- Born: Barbados
- Citizenship: American
- Occupations: Businessman, Bible teacher and media executive
- Known for: CEO of GOD TV
- Spouse: Lydia Simpson
- Children: 3
- Parent(s): Sir Kyffin Simpson and Lady Roberta Simpson

= Ward Simpson =

Businessman, bible teacher and media executive

Ward Simpson is an American businessman, Bible teacher and media executive. He was appointed president and CEO of GOD TV on 1 October 2016. Originally from Barbados, he has lived in the United States for 20 years.

== Early life ==
Simpson is the son of Barbadian businessman and philanthropist, Sir Kyffin Simpson and his wife, Lady Roberta Simpson. After growing up in Barbados, he became a senior executive with his families business the Simpson Group of companies, managing an international automobile distribution corporation.

== Career ==
During the Brownsville Revival, which started in 1995 with John Kilpatrick and Steve Hill, Simpson attended the Brownsville Revival School of Ministry (BRSM) in Pensacola, Florida and became its executive director. .

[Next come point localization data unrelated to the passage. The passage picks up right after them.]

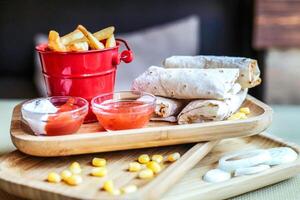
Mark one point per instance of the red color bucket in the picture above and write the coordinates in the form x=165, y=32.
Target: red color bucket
x=83, y=74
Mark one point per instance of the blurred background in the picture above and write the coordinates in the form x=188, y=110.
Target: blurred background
x=262, y=29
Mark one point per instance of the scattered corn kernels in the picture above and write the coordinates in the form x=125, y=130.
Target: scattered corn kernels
x=99, y=171
x=145, y=174
x=157, y=158
x=108, y=186
x=245, y=110
x=75, y=168
x=65, y=175
x=173, y=157
x=99, y=162
x=53, y=177
x=154, y=166
x=75, y=179
x=129, y=189
x=144, y=158
x=115, y=192
x=134, y=167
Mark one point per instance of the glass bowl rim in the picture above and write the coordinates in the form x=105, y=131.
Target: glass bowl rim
x=105, y=107
x=80, y=109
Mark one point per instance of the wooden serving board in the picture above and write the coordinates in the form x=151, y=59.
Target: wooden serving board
x=191, y=186
x=25, y=176
x=91, y=139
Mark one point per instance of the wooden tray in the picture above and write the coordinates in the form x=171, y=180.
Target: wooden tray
x=24, y=175
x=90, y=139
x=193, y=187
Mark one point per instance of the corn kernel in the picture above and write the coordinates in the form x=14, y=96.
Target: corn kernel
x=157, y=158
x=144, y=158
x=53, y=177
x=245, y=110
x=74, y=179
x=134, y=167
x=108, y=186
x=241, y=115
x=233, y=117
x=154, y=166
x=99, y=171
x=65, y=175
x=75, y=168
x=145, y=174
x=99, y=162
x=173, y=157
x=115, y=192
x=129, y=189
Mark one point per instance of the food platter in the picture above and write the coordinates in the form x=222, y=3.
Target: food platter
x=25, y=175
x=91, y=138
x=18, y=169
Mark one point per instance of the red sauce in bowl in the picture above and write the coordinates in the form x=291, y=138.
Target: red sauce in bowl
x=122, y=115
x=64, y=122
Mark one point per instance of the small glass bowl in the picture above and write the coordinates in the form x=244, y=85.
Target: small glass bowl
x=123, y=110
x=58, y=123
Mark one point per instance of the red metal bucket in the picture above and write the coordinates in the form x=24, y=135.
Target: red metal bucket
x=83, y=74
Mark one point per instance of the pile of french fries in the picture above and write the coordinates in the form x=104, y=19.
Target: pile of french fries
x=82, y=40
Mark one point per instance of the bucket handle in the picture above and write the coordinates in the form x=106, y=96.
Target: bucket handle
x=125, y=56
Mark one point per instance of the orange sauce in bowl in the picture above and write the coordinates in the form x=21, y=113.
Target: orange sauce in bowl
x=64, y=123
x=124, y=115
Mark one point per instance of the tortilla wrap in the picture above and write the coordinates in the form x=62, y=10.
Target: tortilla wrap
x=165, y=119
x=249, y=72
x=166, y=107
x=199, y=111
x=182, y=83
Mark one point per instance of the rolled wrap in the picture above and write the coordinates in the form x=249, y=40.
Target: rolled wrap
x=184, y=83
x=249, y=72
x=211, y=110
x=166, y=107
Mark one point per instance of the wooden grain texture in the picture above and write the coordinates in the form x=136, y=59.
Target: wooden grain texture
x=24, y=175
x=193, y=187
x=90, y=139
x=16, y=167
x=276, y=24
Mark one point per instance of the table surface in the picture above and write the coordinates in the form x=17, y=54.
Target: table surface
x=286, y=124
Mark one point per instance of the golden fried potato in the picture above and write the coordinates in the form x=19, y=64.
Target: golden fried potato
x=70, y=37
x=78, y=46
x=54, y=42
x=110, y=42
x=104, y=33
x=93, y=42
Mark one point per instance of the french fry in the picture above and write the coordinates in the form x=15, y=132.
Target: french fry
x=78, y=46
x=104, y=33
x=93, y=42
x=75, y=35
x=55, y=43
x=100, y=35
x=110, y=42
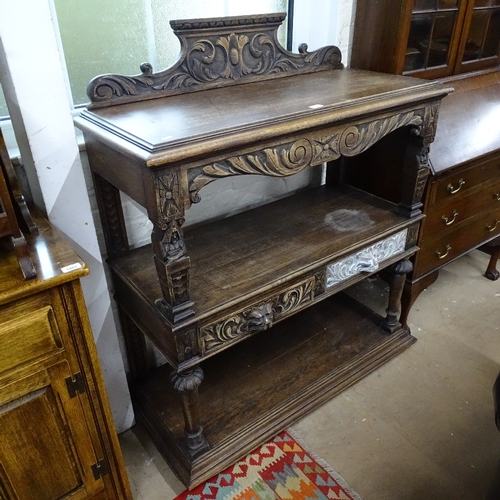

Simpson is a member of Church of His Presence led by John Kilpatrick, where he is often a featured speaker.

He joined GOD TV in October 2015 as global operations manager and now serves as the network's president and chief executive officer. The announcement was made by GOD TV founder Wendy Alec in a live broadcast marking the network's 21st Birthday. Simpson hosts 'Today With Ward' on GOD TV.

== Personal life ==
Simpson is married to Lydia and they have three children, Rafael, Netanya and Nathan.